CISSP Prep: Mitigating access control attacks

January 31, 2019 by

This article is part of our CISSP certification prep series. For more CISSP-related resources, see our CISSP certification hub.

What access control attacks should I know for the CISSP exam?

Access control secures system resources and data from unauthorized access by specifying the appropriate level of authorization for each user. It is implemented by taking robust physical, administrative and technical measures. The security implementations also aim to prevent unauthorized information disclosure and alteration to achieve consistent availability.

Access control attacks typically circumvent or bypass access control methods to steal data or user credentials. By collecting the latter, adversaries safely break access control by logging in as the authorized user and accessing his/her resources. Attackers then attempt to modify system information so that it is no longer accurate.

Earn your CISSP, guaranteed!

Earn your CISSP, guaranteed!

Get live, expert CISSP training from anywhere. Enroll now to claim your Exam Pass Guarantee!

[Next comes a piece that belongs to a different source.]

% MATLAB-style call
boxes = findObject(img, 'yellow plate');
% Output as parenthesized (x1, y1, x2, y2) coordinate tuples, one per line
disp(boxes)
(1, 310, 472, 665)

The following are the most common attacks pertained to access control that you will be asked about in the CISSP certification exam.

Access aggregation attacks

An access aggregation attack is carried out by collecting several pieces of insensitive information and drawing conclusions from them to devise sensitive information. In simple words, adversaries will gather multiple facts related to a system and study them to conduct an attack. A reconnaissance attack is an example. It involves hackers combining several tools to identify different elements of a target system, such as the operating system, IP address, open port, and more.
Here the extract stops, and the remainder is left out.